ORIGINAL RESEARCH
Critical thinking as a competence for nurses' practice in the family health strategy
Joana Angélica Andrade DiasI, Helena Maria Scherlowski Leal DavidII, Sonia AcioliIII, Rosângela da Silva SantosIV, Flavia Pedro dos Anjos SantosV
I
Nurse. MS. Doctorate Student. State University of Rio de Janeiro. Brazil.
E-mail: joanauesb@gmail.com
II
Nurse. PhD. Adjunct Professor, State University of Rio de Janeiro. Brazil.
E-mail: helenalealdavid@gmail.com
III
Nurse. PhD. Adjunct Professor, State University of Rio de Janeiro. Brazil.
E-mail: soacioli@gmail.com
IV
Nurse. PhD. Adjunct Professor, State University of Rio de Janeiro. Brazil.
E-mail: rosangelaufrj@gmail.com
V
Nurse. MS. Doctorate Student. State University of Rio de Janeiro. Brazil.
E-mail: fpasantos@uesb.edu.br
DOI: http://dx.doi.org/10.12957/reuerj.2018.30505
ABSTRACT
Objective: to think about nursing care in the Family Health Strategy, and about critical thinking as a competence for performing it. Method: this reflective, theoretical study was built up by reading legislation and scientific articles taken from the Regional Portal of the Virtual Health Library, and was structured around two thematic axes. Content: the care practices performed by nurses in the Family Health Strategy are assistive, administrative and educational; may be individual or collective; entail technical, organizational and best practice considerations; and thus demand a critical thinking competence in order to be performed safely and responsibly. Conclusion: it is important for critical thinking to be taught to, and learned by, undergraduate nurses working in the Family Health Strategy. This calls for teaching that is critical, reflective, creative and flexible, and guided by methodologies that position students as the active subjects of their own training.
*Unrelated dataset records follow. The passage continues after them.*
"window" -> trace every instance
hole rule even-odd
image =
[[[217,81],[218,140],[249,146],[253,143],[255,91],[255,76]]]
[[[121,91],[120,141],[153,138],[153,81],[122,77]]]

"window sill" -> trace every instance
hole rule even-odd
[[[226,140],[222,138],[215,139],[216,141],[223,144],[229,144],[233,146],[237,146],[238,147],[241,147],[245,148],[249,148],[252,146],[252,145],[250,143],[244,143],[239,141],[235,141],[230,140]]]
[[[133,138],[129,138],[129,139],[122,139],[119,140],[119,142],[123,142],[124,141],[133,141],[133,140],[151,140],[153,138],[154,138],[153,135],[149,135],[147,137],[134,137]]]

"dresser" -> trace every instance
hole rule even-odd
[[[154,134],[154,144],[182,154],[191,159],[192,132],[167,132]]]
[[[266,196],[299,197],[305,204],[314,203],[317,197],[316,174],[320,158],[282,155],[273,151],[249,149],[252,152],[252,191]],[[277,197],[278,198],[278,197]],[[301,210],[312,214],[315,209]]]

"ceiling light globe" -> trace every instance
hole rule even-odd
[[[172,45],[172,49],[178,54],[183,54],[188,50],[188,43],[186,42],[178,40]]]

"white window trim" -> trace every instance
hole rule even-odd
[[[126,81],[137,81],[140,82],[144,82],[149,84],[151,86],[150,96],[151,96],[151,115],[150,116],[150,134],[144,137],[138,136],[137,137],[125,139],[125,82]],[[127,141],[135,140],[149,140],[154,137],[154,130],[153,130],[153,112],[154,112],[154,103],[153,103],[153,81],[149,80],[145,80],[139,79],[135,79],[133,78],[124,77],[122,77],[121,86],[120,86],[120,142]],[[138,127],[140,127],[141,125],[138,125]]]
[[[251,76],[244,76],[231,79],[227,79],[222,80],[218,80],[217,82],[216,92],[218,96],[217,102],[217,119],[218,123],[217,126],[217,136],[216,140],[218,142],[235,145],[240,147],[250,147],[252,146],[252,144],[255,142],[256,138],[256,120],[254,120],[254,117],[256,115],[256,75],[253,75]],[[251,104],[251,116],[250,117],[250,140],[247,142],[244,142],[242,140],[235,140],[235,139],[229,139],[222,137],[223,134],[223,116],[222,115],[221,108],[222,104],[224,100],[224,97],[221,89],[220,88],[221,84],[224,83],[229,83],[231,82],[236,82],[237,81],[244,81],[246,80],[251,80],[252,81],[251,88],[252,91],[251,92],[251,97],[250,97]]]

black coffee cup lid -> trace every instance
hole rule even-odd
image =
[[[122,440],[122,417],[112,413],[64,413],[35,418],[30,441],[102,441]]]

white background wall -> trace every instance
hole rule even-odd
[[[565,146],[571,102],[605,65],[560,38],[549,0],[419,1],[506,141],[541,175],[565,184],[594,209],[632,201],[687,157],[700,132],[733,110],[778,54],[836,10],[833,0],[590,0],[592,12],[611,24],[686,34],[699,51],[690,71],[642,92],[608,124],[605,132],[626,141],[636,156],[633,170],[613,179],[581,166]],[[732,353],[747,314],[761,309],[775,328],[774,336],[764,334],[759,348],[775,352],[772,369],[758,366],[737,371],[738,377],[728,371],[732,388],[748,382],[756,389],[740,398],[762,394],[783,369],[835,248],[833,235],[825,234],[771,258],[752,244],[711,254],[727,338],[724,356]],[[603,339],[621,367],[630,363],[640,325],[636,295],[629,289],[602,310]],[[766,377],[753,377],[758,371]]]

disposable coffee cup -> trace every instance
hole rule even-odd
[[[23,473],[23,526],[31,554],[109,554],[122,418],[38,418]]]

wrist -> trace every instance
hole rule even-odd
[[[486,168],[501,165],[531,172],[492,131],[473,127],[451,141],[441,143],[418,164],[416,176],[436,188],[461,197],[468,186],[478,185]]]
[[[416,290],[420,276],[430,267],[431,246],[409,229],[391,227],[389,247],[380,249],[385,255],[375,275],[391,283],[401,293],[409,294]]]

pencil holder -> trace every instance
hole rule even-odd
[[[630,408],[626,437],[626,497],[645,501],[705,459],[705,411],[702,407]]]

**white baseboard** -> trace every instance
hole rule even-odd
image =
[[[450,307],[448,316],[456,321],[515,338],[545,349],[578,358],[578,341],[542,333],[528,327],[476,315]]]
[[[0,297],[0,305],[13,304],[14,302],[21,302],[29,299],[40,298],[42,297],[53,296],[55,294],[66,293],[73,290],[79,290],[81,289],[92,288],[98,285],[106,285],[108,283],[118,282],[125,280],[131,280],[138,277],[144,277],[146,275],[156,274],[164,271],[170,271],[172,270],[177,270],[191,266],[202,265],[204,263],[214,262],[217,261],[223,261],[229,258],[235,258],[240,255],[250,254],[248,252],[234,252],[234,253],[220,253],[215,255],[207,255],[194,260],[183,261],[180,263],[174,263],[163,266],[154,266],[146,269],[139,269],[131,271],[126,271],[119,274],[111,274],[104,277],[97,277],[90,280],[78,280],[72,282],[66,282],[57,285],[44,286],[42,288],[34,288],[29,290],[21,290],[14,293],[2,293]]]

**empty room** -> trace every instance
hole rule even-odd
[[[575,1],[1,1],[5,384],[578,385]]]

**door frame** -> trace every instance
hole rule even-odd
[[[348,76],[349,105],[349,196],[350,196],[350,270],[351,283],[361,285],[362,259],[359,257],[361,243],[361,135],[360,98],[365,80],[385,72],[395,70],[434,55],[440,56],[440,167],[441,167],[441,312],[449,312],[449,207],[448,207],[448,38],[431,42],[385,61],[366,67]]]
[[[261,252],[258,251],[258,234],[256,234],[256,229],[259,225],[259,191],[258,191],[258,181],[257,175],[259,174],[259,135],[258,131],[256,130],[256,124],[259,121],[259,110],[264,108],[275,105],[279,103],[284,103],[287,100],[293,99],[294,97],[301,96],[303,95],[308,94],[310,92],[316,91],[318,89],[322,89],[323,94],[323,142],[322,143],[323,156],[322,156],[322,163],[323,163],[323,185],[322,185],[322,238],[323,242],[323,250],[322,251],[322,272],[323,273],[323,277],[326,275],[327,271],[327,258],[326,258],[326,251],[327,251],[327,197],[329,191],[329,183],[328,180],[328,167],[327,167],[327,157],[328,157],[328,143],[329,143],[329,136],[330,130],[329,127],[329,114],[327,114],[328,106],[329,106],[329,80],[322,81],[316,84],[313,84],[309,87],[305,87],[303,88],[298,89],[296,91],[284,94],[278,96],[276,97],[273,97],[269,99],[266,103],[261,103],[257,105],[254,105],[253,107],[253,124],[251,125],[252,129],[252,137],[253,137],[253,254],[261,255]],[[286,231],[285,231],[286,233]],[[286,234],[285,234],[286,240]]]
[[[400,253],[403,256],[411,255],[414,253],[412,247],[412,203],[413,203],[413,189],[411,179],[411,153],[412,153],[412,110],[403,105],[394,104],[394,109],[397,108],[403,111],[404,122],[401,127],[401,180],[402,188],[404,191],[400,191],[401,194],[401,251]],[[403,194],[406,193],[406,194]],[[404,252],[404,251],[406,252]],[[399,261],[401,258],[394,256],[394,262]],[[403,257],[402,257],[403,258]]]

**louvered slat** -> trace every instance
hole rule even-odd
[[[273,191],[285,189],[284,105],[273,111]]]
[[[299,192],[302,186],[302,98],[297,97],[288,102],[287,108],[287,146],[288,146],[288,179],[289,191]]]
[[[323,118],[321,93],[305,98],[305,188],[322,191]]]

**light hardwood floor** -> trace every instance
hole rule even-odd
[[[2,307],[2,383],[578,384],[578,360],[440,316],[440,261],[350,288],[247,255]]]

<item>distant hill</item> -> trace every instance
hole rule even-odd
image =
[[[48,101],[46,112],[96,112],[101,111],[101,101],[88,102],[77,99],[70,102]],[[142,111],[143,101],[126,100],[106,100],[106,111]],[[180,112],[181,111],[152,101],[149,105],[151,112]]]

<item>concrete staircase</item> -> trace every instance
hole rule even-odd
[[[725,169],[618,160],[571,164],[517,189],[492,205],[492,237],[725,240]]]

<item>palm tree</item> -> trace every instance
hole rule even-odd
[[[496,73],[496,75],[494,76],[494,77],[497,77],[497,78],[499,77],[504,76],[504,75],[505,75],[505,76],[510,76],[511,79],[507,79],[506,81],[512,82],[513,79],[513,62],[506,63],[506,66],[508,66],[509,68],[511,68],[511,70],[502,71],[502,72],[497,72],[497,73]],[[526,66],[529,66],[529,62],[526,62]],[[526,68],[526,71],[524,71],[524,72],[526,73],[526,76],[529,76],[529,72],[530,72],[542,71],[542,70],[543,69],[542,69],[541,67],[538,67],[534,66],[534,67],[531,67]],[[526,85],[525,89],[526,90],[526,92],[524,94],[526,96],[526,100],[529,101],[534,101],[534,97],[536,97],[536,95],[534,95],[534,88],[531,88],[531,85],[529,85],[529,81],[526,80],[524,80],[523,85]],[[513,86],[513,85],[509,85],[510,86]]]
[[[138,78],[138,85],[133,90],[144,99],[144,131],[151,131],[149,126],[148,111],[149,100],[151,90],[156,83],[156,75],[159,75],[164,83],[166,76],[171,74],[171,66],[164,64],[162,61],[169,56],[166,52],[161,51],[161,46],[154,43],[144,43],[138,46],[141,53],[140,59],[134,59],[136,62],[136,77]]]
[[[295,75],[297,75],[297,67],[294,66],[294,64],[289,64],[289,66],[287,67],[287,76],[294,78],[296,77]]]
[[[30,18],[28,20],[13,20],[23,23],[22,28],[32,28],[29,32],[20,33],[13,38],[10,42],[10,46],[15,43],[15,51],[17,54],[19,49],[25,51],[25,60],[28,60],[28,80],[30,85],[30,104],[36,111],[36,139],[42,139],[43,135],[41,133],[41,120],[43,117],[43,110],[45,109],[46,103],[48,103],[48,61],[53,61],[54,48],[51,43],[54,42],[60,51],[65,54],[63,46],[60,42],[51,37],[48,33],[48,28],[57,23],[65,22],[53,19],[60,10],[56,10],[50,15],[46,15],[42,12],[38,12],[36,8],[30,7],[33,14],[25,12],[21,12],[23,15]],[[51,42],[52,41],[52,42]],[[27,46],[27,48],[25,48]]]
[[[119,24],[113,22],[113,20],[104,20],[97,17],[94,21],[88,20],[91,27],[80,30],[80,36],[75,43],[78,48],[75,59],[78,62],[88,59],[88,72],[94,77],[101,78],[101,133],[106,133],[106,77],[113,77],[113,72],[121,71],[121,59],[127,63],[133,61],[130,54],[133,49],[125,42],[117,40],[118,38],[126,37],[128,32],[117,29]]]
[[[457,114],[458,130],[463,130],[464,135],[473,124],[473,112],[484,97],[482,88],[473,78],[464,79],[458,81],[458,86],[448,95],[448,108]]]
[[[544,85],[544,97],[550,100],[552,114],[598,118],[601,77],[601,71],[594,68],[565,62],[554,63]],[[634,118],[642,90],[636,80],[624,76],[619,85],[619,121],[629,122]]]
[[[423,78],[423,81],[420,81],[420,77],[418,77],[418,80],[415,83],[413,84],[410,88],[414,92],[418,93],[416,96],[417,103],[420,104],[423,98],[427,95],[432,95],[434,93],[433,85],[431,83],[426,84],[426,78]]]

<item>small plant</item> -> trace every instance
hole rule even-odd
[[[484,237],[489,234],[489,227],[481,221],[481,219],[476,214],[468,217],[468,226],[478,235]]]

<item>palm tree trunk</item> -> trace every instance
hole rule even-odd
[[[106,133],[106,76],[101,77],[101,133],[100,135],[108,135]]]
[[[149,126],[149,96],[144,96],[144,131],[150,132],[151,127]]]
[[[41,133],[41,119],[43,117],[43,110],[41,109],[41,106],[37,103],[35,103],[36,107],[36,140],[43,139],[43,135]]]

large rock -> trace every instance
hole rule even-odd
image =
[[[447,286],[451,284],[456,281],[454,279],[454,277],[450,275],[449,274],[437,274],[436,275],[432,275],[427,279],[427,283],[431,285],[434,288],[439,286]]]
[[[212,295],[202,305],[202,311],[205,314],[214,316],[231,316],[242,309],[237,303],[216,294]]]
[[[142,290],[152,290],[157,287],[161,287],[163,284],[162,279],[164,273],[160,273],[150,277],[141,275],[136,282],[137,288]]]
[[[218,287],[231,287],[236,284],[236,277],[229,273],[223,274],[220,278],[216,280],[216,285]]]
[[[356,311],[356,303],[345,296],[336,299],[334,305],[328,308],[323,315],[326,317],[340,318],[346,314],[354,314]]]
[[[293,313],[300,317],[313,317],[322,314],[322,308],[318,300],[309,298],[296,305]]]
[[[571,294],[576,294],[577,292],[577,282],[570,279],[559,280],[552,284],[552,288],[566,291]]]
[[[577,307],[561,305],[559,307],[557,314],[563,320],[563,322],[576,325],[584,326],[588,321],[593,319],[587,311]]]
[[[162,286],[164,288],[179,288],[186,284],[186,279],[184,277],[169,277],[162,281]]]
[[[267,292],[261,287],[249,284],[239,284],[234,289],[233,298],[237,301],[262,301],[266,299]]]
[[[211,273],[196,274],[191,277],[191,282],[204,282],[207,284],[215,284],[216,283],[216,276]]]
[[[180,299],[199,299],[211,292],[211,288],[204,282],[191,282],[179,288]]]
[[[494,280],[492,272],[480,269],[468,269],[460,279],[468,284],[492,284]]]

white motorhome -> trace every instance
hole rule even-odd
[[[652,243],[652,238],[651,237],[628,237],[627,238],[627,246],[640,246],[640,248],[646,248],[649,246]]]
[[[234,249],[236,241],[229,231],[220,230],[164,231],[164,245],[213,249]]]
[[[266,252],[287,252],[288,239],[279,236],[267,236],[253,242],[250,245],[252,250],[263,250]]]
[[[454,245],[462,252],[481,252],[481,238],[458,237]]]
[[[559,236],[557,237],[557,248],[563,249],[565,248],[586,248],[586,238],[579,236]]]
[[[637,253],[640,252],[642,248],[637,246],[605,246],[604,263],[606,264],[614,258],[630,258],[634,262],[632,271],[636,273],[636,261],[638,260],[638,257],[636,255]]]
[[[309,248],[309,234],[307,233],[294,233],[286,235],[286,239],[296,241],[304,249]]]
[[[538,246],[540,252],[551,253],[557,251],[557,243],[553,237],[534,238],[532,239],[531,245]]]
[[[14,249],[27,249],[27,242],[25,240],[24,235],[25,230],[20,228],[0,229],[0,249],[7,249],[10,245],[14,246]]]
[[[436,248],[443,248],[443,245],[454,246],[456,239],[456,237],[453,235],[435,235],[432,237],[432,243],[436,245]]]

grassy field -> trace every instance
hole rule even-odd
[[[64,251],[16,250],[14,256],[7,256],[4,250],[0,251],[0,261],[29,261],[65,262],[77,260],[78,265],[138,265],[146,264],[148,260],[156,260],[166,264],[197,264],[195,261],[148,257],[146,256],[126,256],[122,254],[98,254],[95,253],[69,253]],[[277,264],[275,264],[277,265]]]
Descriptors: Nursing practices; nursing; critical thinking; family health strategy.
INTRODUCTION
Two years after its creation, the Family Health Program (FHP) has become a priority strategy for consolidation and expansion of the basic care, as a substitute for the conventional care practices, based on teamwork guided by the development of health promotion, disease prevention and recovery, rehabilitation and maintenance of users' health.1
From this, arises a proposal to change the existing health care model with the reorganization of the health services and emphasis on the health needs of users, demanding different skills and abilities from the professionals that will compose the teams, especially the nurse, who has developed their practices using the technical-scientific knowledge with the appropriation of ethical, humanitarian and citizenship values, in order to contribute to the construction of new ways of acting and producing resolutive care. 2
In this strategy, this professional has attributions ranging from the organization of activities to direct the care to the user and the community,3 performing care practices of educational, care and administrative nature, being that this latter involves the management, supervision, planning, organization, monitoring and evaluation of the actions that correspond to the health needs of the community.4-5
It is understood that as a member of a family health strategy (FHS) team, nurses need to be able to think critically, considering that from this, they will more easily find solutions to the problems that appear in the daily life of their work, especially because this way of thinking is an essential component for decision making.6
It should be highlighted that the critical thinking (CT) is frequently used in the nursing literature to describe processes associated with the work developed by nurses with the users, and it is also understood as "an essential component of the professional responsibility and the quality of the nursing care".7:342
This study aims at promoting reflections about the nursing practices performed by the nurse in the FHS and the CT as a necessary competence for its development.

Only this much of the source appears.